I'm becoming very wary of the word 'NIMBY'. it's seems to be fast becoming a word that's flung about disparagingly without qualification. What I'm keen to understand is the point at which ones crosses the line and it becomes wrong to stand up for your community and quality of life. In other words, for people who choose to use the Nimby label,  when does an activity pass from something that is more likely to be given the value judgement of 'good' to one that gets labelled 'bad'? Were people wrong to fight against the cement factory? Were we wrong a couple of years ago to fight against Wood Green's traffic being diverted along Wightman?



Did you say it wasn't too bad on Umfreville? Actually, it's not something ruining my life on Fairfax!


However, I very much object to local bodies spending money without regard to local opinion.

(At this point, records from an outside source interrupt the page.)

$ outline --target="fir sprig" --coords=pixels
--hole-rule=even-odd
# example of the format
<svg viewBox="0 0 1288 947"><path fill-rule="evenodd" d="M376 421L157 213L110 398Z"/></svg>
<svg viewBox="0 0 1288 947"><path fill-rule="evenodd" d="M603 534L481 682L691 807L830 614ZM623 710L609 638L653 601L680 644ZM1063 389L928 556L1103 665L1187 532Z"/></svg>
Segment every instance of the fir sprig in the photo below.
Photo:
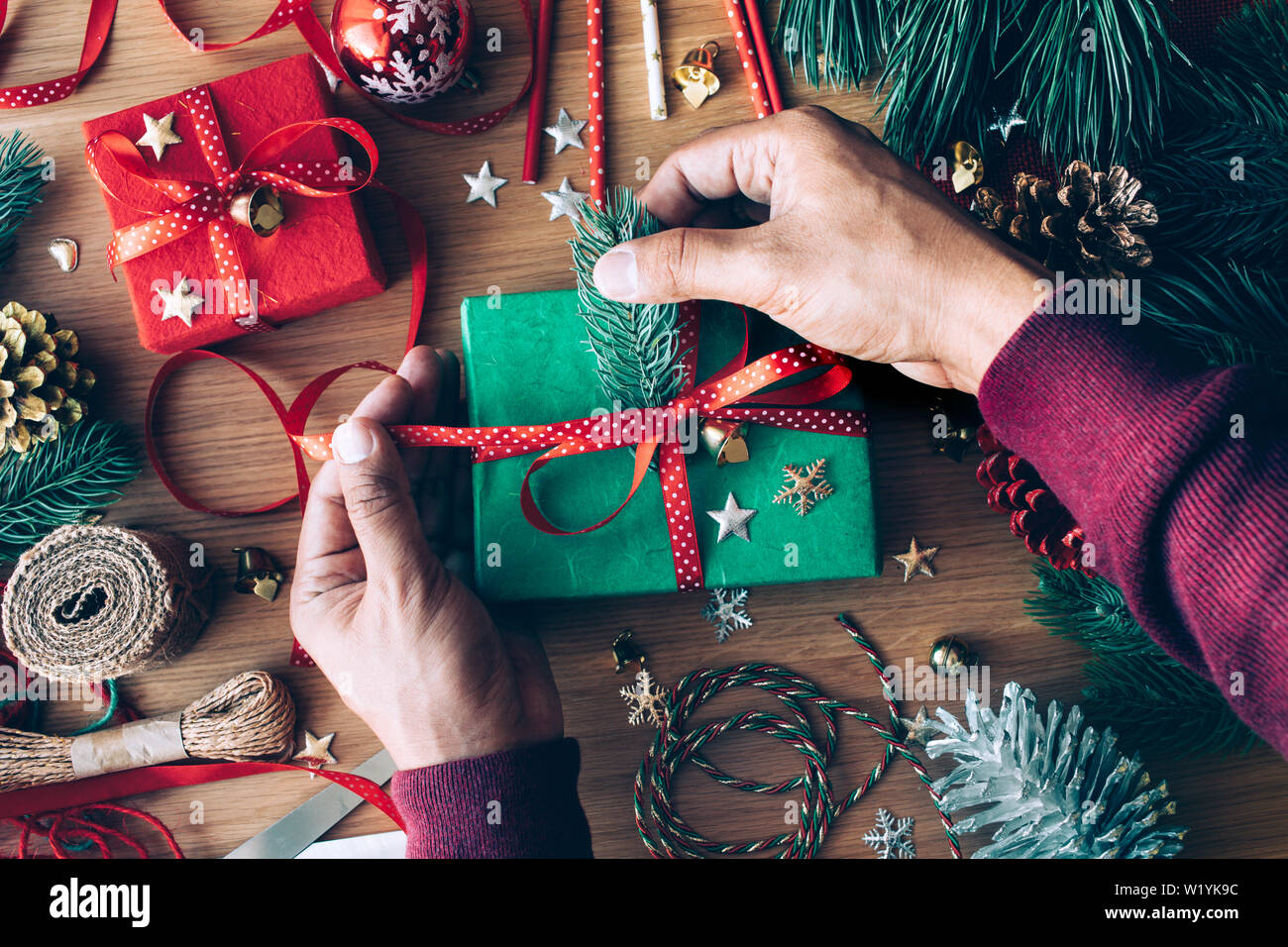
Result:
<svg viewBox="0 0 1288 947"><path fill-rule="evenodd" d="M22 131L0 138L0 269L13 255L14 232L40 202L44 152Z"/></svg>
<svg viewBox="0 0 1288 947"><path fill-rule="evenodd" d="M1288 41L1284 44L1288 54ZM1159 207L1149 244L1283 264L1288 253L1288 99L1282 129L1222 121L1172 138L1139 174Z"/></svg>
<svg viewBox="0 0 1288 947"><path fill-rule="evenodd" d="M1155 0L1042 0L1025 14L1020 112L1057 165L1126 164L1162 137L1172 58Z"/></svg>
<svg viewBox="0 0 1288 947"><path fill-rule="evenodd" d="M1050 563L1033 566L1034 621L1092 652L1086 709L1141 747L1182 755L1247 752L1261 743L1216 685L1173 658L1140 626L1113 582Z"/></svg>
<svg viewBox="0 0 1288 947"><path fill-rule="evenodd" d="M911 0L886 15L886 62L876 95L885 142L904 158L953 138L981 143L997 103L1003 43L1024 0ZM853 27L850 27L853 28ZM1010 103L1006 103L1010 104Z"/></svg>
<svg viewBox="0 0 1288 947"><path fill-rule="evenodd" d="M604 394L627 407L658 407L680 390L683 366L675 303L644 305L604 298L595 287L595 263L618 244L647 237L662 224L627 187L616 187L596 207L581 205L571 240L581 317Z"/></svg>
<svg viewBox="0 0 1288 947"><path fill-rule="evenodd" d="M777 41L796 76L815 89L858 86L884 52L890 0L783 0L774 27Z"/></svg>
<svg viewBox="0 0 1288 947"><path fill-rule="evenodd" d="M64 523L82 523L121 499L139 455L115 421L81 421L57 441L0 456L0 562L12 562Z"/></svg>
<svg viewBox="0 0 1288 947"><path fill-rule="evenodd" d="M1141 280L1140 301L1146 320L1209 361L1226 353L1288 372L1288 274L1167 254Z"/></svg>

I do come out of a family who's always thought local activism important: indeed, perhaps TH most important political involvement. It is how things are done and the process creates community.


I think it WAS made clear several times that the issue here is addessing the issue, while different solutions may be proposed. THe issue of cars and traffic is not a NIMBY issue but an extremely important environmental one.


I wish I had more time to be involved but anyway would definitely put my name to any petition or ideas supportive of public transport and getting rid of cars. The less cars anwhee the better! As been said: trying to be realistic.


But back to the point: no local government should disregard the opinions and issues of its community. We keep getting diverted to discusing whether one idea would work or not. I, for one, don't know but would sure like those who know more to look into this more to find possible solutions. Seems odd to dismiss such things in advance, before one can know!